Thursday, October 19, 2006


Depending on your point of view, one would characterize the society in Albert Wendt's Black Rainbow as ether a utopia or dystopia. He creates the society so that there is no "grey-zone," so to speak; ether you exist in bliss or in misery. This speaks volumes about the time in which Wendt wrote the novel and about how we exist in our society today. What sacrifices have we made to assure saftey and security? And furthermore, have these mesures even helped to obtain our goals? This social satire illustrates what our world could become if our society moves closer to conformity, rather than individuality.
Those who are familiar with Loyola College's demographics are aware that the student body is a rather homogenous collection of people, even described at times as a: "living, breathing Abercrombie & Fitch catalogue." We exist in stark contrast to the rest of Baltimore City, in that one of Baltimore's best quallities is its diversity. So, saying that, it is fair to assume that one of the goals of our Year of the City campaign, is to foster a stronger sense of diversity here at Loyola by venturing into the city. What we bring back from our adventures can only make us stronger, smarter and more aware.

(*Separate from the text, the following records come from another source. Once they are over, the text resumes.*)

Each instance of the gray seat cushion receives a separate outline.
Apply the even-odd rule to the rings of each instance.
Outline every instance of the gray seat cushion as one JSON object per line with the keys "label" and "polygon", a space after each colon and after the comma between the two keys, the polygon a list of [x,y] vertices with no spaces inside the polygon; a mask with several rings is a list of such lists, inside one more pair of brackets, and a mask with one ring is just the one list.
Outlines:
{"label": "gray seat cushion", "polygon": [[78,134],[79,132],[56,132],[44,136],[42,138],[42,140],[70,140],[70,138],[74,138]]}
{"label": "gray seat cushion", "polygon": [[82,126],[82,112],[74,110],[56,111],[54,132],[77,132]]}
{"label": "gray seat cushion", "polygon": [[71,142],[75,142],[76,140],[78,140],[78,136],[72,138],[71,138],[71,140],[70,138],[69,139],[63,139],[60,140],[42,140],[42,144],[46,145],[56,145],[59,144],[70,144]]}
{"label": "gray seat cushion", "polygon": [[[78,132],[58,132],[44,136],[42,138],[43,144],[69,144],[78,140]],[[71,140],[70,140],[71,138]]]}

There is something to be said about a society that is able to tolorate those that are different. Loyola is pretty good in that respect, we have a long way to go, but at least we're moving in the right direction. Wendt's futuristic society is far from the ideal. How can a society be a utopia if it does not encompass a vast diversity? if it can not tolorate divience? This society is not a utopia, but rather a dystopia where the citizens fear to be individuals.